Heute möchte ich mit Euch ein paar Gedanken zum Thema Charakter teilen. Dazu werde ich Euch eine sehr gute Strategie vorstellen, die einem hilft, seinen Charakterschwächen `auf die Schliche´ zu kommen und sie idealweise auch zu überwinden.

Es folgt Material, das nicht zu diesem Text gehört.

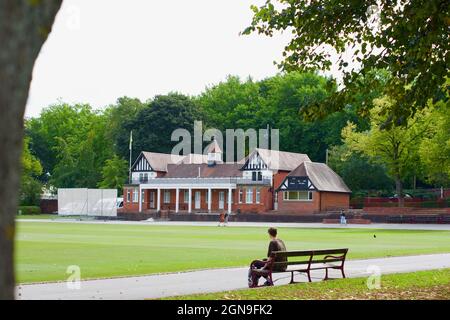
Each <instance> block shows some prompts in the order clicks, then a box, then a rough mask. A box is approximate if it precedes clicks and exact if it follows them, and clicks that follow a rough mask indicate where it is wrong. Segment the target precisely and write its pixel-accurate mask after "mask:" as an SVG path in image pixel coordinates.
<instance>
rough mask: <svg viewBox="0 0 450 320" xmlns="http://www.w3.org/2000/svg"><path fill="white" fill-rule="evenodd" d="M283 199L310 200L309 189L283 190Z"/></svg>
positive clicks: (311, 192)
mask: <svg viewBox="0 0 450 320" xmlns="http://www.w3.org/2000/svg"><path fill="white" fill-rule="evenodd" d="M283 200H286V201H311V200H312V192H311V191H285V192H283Z"/></svg>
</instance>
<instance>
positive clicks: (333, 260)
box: [273, 258, 344, 266]
mask: <svg viewBox="0 0 450 320" xmlns="http://www.w3.org/2000/svg"><path fill="white" fill-rule="evenodd" d="M342 260H344V259H343V258H340V259H334V258H333V259H319V260H312V261H311V264H315V263H331V262H342ZM296 264H309V260H303V261H287V262H282V261H279V262H273V265H288V266H291V265H296Z"/></svg>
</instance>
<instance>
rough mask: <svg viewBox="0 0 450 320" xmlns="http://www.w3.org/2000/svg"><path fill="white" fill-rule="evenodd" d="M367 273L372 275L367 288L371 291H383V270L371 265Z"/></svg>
mask: <svg viewBox="0 0 450 320" xmlns="http://www.w3.org/2000/svg"><path fill="white" fill-rule="evenodd" d="M366 271H367V273H369V274H370V276H369V277H368V278H367V281H366V284H367V288H368V289H369V290H373V289H381V268H380V267H379V266H376V265H370V266H368V267H367V269H366Z"/></svg>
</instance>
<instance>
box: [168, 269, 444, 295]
mask: <svg viewBox="0 0 450 320" xmlns="http://www.w3.org/2000/svg"><path fill="white" fill-rule="evenodd" d="M168 299H176V300H185V299H187V300H253V299H257V300H265V299H271V300H272V299H273V300H300V299H301V300H330V299H331V300H336V299H358V300H361V299H363V300H366V299H368V300H371V299H374V300H381V299H382V300H386V299H397V300H424V299H425V300H449V299H450V269H443V270H433V271H419V272H411V273H400V274H389V275H384V276H383V277H382V278H381V281H380V288H379V289H371V290H370V289H369V288H368V287H367V278H354V279H337V280H333V281H321V282H313V283H297V284H293V285H283V286H275V287H264V288H258V289H244V290H234V291H225V292H218V293H208V294H197V295H187V296H176V297H170V298H168Z"/></svg>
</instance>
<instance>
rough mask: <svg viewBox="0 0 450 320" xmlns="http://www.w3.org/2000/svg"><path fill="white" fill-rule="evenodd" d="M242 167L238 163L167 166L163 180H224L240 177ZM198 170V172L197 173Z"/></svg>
mask: <svg viewBox="0 0 450 320" xmlns="http://www.w3.org/2000/svg"><path fill="white" fill-rule="evenodd" d="M241 167H242V165H241V164H238V163H219V164H216V165H214V166H208V165H207V164H182V165H176V164H169V165H168V166H167V169H168V172H167V174H166V175H165V176H164V178H196V177H199V173H200V177H201V178H224V177H240V176H242V171H240V169H241ZM199 168H200V172H199Z"/></svg>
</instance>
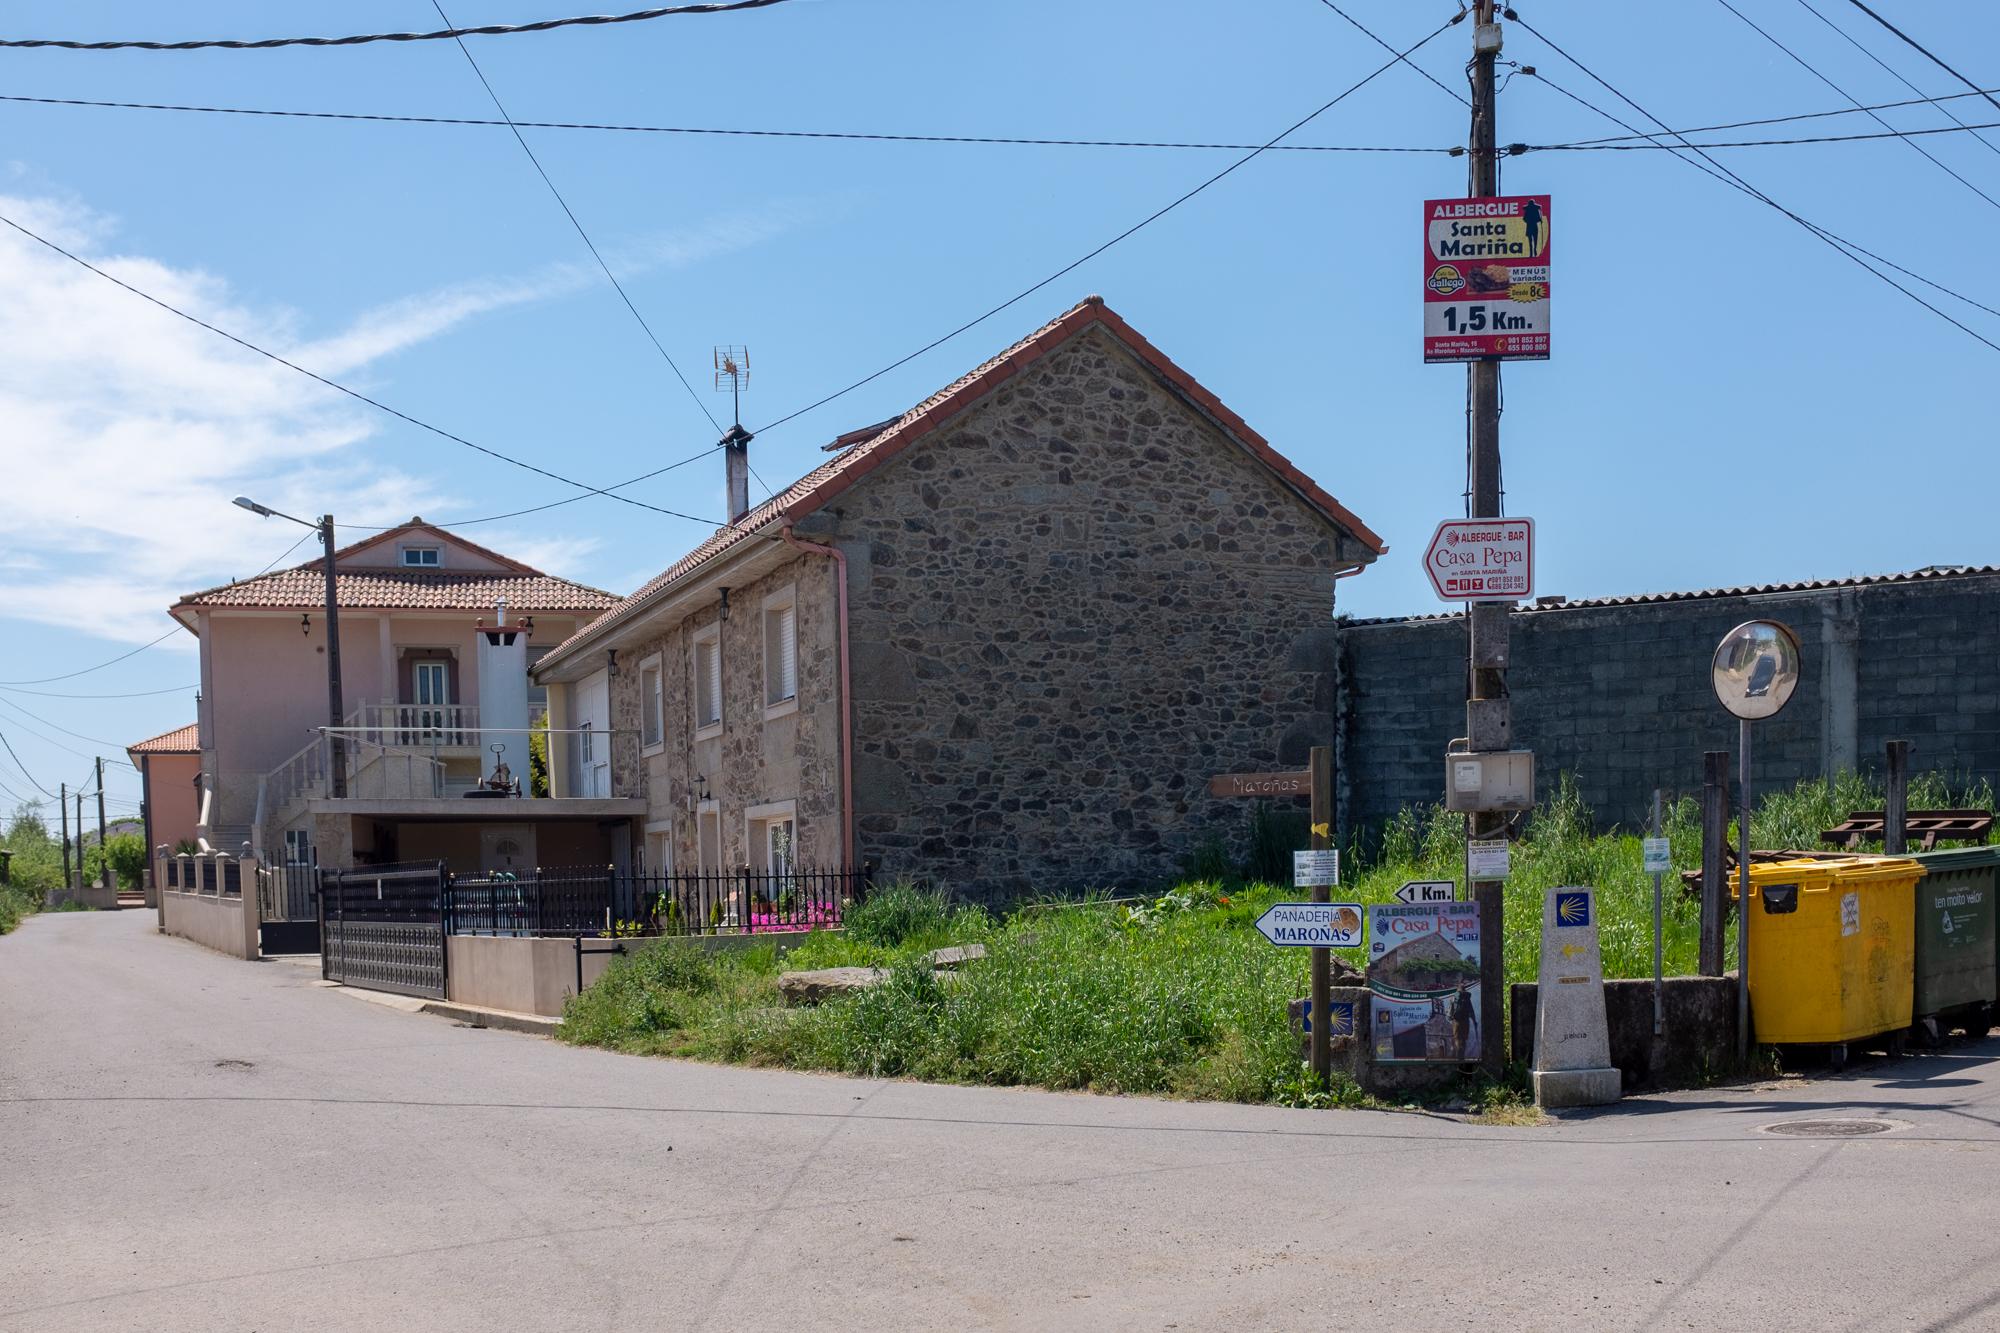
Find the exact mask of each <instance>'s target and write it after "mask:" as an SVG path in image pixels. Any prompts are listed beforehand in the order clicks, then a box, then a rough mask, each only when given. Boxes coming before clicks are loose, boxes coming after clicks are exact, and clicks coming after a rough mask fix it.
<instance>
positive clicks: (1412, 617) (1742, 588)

Motivation zur Weiterentwicklung
Doch warum sollte man überhaupt an sich und seinem Charakter arbeiten?Zuerst sei gesagt, dass für einen Muslim das ständige Arbeiten an sich und seinem Charakter zu eines der obersten Zielen gehören sollte. Zumindest, wenn er sich den Propheten Mohammed (Friede und Segen seien auf ihm) zum Vorbild nimmt. Denn dieser war uns das beste Beispiel, der entsandt wurde, „(…) um Charakter und Benehmen (der Menschen) vollkommen zu machen.“ (Aussage des Propheten, überliefert durch Imam Malik)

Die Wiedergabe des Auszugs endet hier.